Former Chairperson of the SA Medical Association, (SAMA) Dr Angelique Coetzee, a veteran general practitioner, warned patients to ‘read the small print,” in their gap policies, saying it only kicks in after a three-day hospital stay, adding that it was also not regulated by the Council for Medical Schemes, (CMS).
“As for medical schemes, well they’re going to price themselves out of the market and become unaffordable,” she predicted.
Coetzee says that for doctors who are part of a preferred provider network, there’s a tariff ceiling, but otherwise consultants can charge what they liked.
“Also, don’t think scheme hospital authorization automatically means you’re automatically covered for everything. It very often doesn’t.”
She said GPs were seeing numerous patients ‘buying down,’ to lower cost medical aid options which could pay a GP anything between R170 to R350 per consultation.
“In that environment it’s not viable to run a practice. We must meet our overheads. We’re going to see more sick people not accessing healthcare and when they eventually do it will cost a lot of money. Seeing two patients in the time it should take for one is not the way to practice medicine. Education of patients is vital – many don’t even know what an ICD10 code is –vital if you’re claiming.”

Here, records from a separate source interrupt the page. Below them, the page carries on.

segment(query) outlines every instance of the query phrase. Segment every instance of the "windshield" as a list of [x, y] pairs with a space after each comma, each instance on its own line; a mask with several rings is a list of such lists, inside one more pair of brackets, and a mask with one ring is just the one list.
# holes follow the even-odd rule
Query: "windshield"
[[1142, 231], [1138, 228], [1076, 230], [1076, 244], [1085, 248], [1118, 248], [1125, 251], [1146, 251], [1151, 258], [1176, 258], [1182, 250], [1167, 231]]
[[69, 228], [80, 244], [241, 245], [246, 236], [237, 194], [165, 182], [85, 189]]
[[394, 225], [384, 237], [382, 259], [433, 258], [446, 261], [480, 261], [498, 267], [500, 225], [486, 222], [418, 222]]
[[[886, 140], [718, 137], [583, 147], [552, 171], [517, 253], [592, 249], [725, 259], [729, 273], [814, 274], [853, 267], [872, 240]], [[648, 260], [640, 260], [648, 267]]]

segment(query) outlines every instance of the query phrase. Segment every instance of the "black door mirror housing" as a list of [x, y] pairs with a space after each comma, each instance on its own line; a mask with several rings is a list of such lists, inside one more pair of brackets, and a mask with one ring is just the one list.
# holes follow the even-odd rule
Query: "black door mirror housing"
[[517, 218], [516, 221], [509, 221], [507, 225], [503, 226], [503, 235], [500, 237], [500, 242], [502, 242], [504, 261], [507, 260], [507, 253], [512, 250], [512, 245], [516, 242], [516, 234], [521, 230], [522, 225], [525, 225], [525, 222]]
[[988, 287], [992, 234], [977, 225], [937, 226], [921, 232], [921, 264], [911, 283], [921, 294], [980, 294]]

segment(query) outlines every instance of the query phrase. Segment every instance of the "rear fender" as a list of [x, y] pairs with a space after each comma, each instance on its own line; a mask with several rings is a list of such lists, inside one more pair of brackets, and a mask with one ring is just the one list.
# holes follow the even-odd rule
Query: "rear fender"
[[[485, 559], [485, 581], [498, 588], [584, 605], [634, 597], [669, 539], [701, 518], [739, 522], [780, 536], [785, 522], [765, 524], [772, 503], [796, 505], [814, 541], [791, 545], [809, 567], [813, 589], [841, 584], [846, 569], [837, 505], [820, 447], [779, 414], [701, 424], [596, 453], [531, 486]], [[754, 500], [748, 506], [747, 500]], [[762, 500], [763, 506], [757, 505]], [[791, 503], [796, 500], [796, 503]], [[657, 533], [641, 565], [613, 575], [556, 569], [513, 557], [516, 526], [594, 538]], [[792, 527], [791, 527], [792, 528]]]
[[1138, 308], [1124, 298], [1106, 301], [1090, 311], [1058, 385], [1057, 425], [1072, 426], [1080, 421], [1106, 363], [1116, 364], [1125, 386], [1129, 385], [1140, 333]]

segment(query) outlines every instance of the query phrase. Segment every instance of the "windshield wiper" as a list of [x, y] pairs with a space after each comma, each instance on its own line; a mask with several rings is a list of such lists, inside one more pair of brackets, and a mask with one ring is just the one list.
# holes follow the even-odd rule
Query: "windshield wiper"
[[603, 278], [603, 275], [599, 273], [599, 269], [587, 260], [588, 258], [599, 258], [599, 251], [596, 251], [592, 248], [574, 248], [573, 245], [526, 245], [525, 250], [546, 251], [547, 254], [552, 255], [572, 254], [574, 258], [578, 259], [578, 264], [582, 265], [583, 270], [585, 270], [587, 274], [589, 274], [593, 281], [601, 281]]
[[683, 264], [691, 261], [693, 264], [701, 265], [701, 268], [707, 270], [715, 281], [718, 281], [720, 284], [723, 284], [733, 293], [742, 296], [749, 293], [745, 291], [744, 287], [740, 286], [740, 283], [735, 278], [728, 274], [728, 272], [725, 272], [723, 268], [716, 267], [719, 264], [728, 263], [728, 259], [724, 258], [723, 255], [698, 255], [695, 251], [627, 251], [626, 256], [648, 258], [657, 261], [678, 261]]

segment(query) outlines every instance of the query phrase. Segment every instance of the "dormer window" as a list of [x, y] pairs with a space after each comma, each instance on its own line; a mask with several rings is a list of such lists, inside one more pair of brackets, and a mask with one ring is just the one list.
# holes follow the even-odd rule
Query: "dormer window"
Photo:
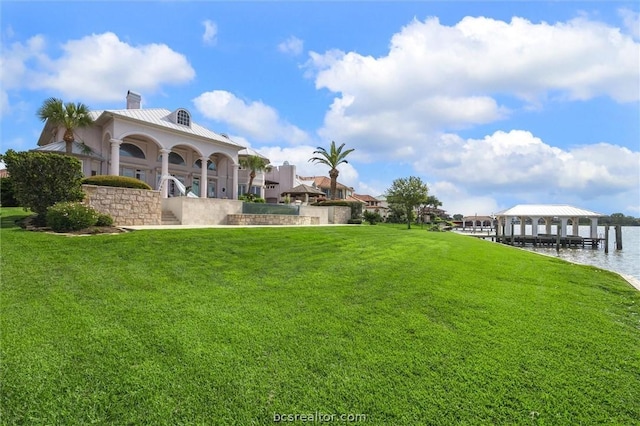
[[176, 112], [176, 123], [187, 127], [191, 126], [191, 116], [186, 109], [179, 109]]

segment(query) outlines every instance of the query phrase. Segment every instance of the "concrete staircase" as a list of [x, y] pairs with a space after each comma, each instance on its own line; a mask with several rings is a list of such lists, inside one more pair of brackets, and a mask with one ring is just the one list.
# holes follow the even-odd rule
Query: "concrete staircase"
[[180, 225], [180, 221], [173, 214], [173, 212], [171, 212], [169, 210], [163, 210], [162, 211], [161, 224], [162, 225]]

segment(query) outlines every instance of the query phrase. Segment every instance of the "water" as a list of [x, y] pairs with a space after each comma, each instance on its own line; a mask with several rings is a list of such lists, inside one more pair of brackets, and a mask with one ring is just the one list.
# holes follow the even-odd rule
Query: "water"
[[[531, 235], [531, 225], [526, 225], [527, 234]], [[518, 225], [515, 225], [515, 235], [520, 235]], [[568, 232], [571, 232], [569, 227]], [[591, 228], [580, 226], [578, 234], [582, 237], [589, 237]], [[604, 238], [604, 226], [598, 226], [598, 236]], [[622, 250], [615, 249], [615, 228], [609, 228], [609, 253], [604, 252], [604, 241], [598, 249], [592, 248], [561, 248], [556, 252], [553, 248], [525, 247], [526, 250], [544, 253], [550, 256], [559, 257], [575, 263], [597, 266], [598, 268], [631, 275], [640, 280], [640, 226], [622, 227]]]

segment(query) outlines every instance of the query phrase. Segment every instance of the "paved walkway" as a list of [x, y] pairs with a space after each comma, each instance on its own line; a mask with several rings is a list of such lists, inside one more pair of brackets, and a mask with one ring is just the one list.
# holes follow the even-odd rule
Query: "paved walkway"
[[223, 229], [236, 229], [236, 228], [309, 228], [318, 226], [362, 226], [352, 224], [334, 224], [329, 223], [325, 225], [132, 225], [121, 226], [120, 228], [128, 231], [143, 231], [150, 229], [205, 229], [205, 228], [223, 228]]

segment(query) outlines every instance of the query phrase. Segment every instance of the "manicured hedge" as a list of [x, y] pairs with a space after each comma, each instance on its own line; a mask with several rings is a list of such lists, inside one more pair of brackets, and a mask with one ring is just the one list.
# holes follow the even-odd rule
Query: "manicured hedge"
[[118, 188], [151, 189], [151, 187], [140, 179], [127, 176], [97, 175], [84, 178], [85, 185], [115, 186]]
[[1, 155], [11, 176], [15, 199], [37, 213], [36, 223], [45, 222], [47, 209], [63, 201], [80, 201], [82, 167], [77, 158], [48, 152], [12, 149]]
[[55, 232], [79, 231], [93, 226], [99, 213], [82, 203], [56, 203], [47, 210], [47, 226]]

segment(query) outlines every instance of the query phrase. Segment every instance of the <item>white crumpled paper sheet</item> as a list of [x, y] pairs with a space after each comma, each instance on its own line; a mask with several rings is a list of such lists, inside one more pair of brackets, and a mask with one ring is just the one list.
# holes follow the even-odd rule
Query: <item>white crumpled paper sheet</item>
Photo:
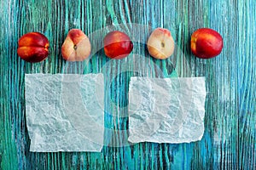
[[30, 151], [101, 151], [102, 74], [26, 74]]
[[189, 143], [204, 133], [205, 77], [131, 77], [129, 138], [131, 143]]

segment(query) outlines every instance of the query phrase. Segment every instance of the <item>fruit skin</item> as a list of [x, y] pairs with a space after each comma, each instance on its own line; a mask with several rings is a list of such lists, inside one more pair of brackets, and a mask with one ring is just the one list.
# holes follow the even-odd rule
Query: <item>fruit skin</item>
[[156, 28], [148, 37], [148, 50], [149, 54], [160, 60], [169, 58], [174, 52], [174, 41], [167, 29]]
[[210, 59], [218, 55], [223, 48], [223, 38], [216, 31], [200, 28], [191, 36], [192, 53], [201, 59]]
[[49, 41], [40, 32], [29, 32], [18, 42], [18, 55], [26, 61], [36, 63], [44, 60], [49, 55]]
[[124, 32], [113, 31], [104, 37], [105, 54], [114, 60], [125, 58], [133, 49], [133, 43]]
[[79, 29], [68, 31], [61, 47], [61, 54], [67, 61], [82, 61], [90, 54], [90, 42], [87, 36]]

She warned that the erosion of medical scheme benefits would impact hugely on primary and chronic healthcare and end up costing the system far more down the line. Lessening the basket of care in primary health spiked tertiary healthcare costs dramatically.
“It makes no economic health sense. Very soon nobody will be able to afford medical aid. Benefit design should not be the sole domain of actuaries. I seriously doubt that moving patients from GPs to wellness clinics and pharmacy nurses is an effective preventative measure. We need more benefits for those over 55 years old, or patients under this age with chronic ailments. We must get primary healthcare right – and I’m not even talking about the public sector where it’s far worse,” she added.
On a prospective NHI single payer fund, Coetzee said that unless the right person was employed for the right job with the right qualifications, universal healthcare would never take off.
“You need to get the private sector on board, not this situation where every private healthcare collective is briefing lawyers to challenge the NHI Bill because their recommendations weren’t taken seriously. As for procuring in bulk, well once you have three of four BEE companies putting their price tags and profit margins on, as we so often see – well, I hardly need say more,” she added.
Both Strachan and Coetzee agree that the NHI would not on its’ own push young doctors out of the country. However, when added to a dire economy, power outages, potholed roads and criminality, it could prove to be the final straw.
Dr Mvuyisi Mzukwa, Chairperson of SAMA referred comment to his public relations spokesman who failed to revert withing time promised.